Menurut Individuals with Disabilities in Education Act (2008), kesulitan belajar spesifik meliputi sebuah gangguan dalam satu atau lebih proses psikologis dasar yang meliputi pemahaman atau penggunaan bahasa lisan maupun tertulis. Menurut Rapin (dalam Koetoer, 1984) menyatakan salah satu kesulitan belajar spesifik yang mendapat perhatian adalah kesulitan membaca atau disleksia, karena kemampuan membaca merupakan dasar atau fondasi untuk memperoleh kepandaian skolastik lainnya. Disleksia terjadi karena kesulitan yang dialaminya terletak pada fungsi otak/pusat-pusat susunan saraf yang bersifat psikologis atau kejiwaan (Sidiarto, 2007).

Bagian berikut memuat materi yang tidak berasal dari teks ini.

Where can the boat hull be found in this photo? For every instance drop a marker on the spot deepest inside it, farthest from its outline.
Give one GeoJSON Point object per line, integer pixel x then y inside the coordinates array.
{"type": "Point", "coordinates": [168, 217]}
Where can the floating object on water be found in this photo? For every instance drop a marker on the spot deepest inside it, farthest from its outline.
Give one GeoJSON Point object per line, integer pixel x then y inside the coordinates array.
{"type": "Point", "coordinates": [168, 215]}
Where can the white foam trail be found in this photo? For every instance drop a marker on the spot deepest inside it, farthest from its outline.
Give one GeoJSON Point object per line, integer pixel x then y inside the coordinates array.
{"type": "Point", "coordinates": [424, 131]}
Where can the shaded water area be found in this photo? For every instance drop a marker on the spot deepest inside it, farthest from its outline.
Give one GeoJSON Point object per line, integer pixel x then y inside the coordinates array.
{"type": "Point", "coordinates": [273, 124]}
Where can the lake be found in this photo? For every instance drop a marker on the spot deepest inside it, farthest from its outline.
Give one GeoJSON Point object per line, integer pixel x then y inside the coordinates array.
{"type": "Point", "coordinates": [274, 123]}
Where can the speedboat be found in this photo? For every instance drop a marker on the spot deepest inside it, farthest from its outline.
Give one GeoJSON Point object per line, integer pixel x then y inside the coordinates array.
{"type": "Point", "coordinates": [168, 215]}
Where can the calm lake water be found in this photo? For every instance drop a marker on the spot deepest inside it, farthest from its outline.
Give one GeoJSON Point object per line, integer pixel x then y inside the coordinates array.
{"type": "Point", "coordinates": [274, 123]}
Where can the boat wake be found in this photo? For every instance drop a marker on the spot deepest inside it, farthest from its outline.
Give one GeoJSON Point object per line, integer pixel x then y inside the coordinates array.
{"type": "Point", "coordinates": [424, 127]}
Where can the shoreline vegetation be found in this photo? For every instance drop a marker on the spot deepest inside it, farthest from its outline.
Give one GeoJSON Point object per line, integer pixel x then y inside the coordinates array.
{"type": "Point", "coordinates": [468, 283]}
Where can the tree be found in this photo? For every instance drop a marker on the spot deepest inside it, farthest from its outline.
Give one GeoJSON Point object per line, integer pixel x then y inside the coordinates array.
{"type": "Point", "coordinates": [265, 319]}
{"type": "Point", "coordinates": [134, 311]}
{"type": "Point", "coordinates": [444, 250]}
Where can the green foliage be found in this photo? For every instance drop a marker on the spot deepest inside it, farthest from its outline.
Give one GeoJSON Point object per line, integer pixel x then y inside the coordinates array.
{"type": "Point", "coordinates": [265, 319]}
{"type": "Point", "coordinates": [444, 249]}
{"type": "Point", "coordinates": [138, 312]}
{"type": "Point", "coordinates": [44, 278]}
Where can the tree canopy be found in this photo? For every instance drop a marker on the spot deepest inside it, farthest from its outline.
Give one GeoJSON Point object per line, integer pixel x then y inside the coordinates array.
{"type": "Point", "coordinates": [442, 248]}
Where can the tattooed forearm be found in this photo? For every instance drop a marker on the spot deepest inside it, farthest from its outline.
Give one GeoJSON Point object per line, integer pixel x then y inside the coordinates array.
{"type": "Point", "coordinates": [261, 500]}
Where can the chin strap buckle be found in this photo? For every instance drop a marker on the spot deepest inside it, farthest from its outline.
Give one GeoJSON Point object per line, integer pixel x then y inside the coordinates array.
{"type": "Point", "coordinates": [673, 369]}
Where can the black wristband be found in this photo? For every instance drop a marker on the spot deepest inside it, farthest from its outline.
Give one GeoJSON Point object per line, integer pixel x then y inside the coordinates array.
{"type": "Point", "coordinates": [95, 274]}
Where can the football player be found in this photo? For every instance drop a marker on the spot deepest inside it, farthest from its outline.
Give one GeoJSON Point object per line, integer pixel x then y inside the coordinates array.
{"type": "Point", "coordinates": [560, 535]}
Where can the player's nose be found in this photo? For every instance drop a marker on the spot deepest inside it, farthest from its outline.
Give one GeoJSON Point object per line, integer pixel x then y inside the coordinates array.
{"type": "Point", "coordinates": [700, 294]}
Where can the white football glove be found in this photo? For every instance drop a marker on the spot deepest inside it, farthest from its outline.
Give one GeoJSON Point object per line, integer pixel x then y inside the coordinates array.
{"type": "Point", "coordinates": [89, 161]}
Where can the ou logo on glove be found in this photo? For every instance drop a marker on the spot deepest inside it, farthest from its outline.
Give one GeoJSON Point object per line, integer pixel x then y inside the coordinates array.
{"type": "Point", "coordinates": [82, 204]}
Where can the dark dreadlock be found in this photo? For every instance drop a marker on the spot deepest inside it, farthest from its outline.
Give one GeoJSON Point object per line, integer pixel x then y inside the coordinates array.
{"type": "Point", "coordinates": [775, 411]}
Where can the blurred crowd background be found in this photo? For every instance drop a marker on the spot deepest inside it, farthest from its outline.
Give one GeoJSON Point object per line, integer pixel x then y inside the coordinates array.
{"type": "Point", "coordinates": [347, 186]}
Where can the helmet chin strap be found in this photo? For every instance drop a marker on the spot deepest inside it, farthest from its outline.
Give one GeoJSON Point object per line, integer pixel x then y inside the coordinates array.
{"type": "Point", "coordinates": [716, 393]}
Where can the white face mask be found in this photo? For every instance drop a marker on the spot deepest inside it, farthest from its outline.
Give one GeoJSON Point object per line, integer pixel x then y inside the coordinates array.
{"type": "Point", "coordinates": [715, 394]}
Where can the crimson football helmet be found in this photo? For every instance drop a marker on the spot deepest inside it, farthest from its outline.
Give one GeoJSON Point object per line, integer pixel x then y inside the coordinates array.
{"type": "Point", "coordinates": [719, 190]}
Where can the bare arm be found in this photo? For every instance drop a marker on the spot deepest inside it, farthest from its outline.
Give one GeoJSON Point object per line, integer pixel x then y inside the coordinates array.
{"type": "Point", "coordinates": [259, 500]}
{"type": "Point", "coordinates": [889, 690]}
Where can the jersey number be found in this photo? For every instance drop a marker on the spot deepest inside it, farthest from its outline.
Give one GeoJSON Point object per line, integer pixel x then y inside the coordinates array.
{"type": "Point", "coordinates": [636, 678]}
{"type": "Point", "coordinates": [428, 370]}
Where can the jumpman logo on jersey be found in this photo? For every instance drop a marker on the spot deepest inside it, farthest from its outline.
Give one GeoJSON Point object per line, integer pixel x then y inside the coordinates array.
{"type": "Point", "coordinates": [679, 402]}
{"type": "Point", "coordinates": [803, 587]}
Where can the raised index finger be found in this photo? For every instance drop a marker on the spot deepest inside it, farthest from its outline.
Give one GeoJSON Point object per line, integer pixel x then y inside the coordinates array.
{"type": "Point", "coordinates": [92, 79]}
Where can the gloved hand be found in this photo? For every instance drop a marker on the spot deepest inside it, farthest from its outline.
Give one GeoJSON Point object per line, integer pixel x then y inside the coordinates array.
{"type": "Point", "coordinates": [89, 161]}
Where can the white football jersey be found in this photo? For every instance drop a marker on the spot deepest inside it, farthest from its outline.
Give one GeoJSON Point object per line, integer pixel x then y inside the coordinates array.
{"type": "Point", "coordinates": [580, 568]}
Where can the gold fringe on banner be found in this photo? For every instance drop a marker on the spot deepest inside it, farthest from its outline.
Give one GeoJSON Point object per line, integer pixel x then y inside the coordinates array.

Kesulitan belajar spesifik yang menyertai anak-anak dengan disleksia akan enggan untuk tampil berbicara di depan kelas dan selalu menghindari partisipasi dalam debat atau berbicara di depan umum (Dockrell, 2002). Performa akademis mereka akan menjadi lebih buruk, terutama ketika menyangkut mata pelajaran yang melibatkan membaca dan menulis (Czerwi ́nska, 2004). Pada usia anak secara alami mereka akan membandingkan dirinya dengan anak lain dalam capaian kemampuan akademik sebagai upaya untuk menilai kapasitas dirinya.

Persepsi diri dan tantangan yang terkait dengan situasi tertentu menentukan motivasi anak untuk bertindak, atau untuk menghindari. Sesuai dengan pendekatan sosio-kognitif, motivasi perilaku sangat bergantung pada faktor eksternal dan internal (Bandura, 2007). Self-esteem merupakan salah satu faktor utama bagaimana individu melihat dirinya atau mengenal konsep diri menjadi determinan penting dalam perilaku manusia (Afari&Lhine, 2012).

Self-esteem dapat menentukan perkembangan mental seseorang secara keseluruhan. Self-esteem yang rendah berhubungan dengan kondisi psikologis, fisik dan konsekuensi sosial yang dapat mempengaruhi kesuksesan perkembangan masa transisi anak ke usia remaja (McClure, 2010).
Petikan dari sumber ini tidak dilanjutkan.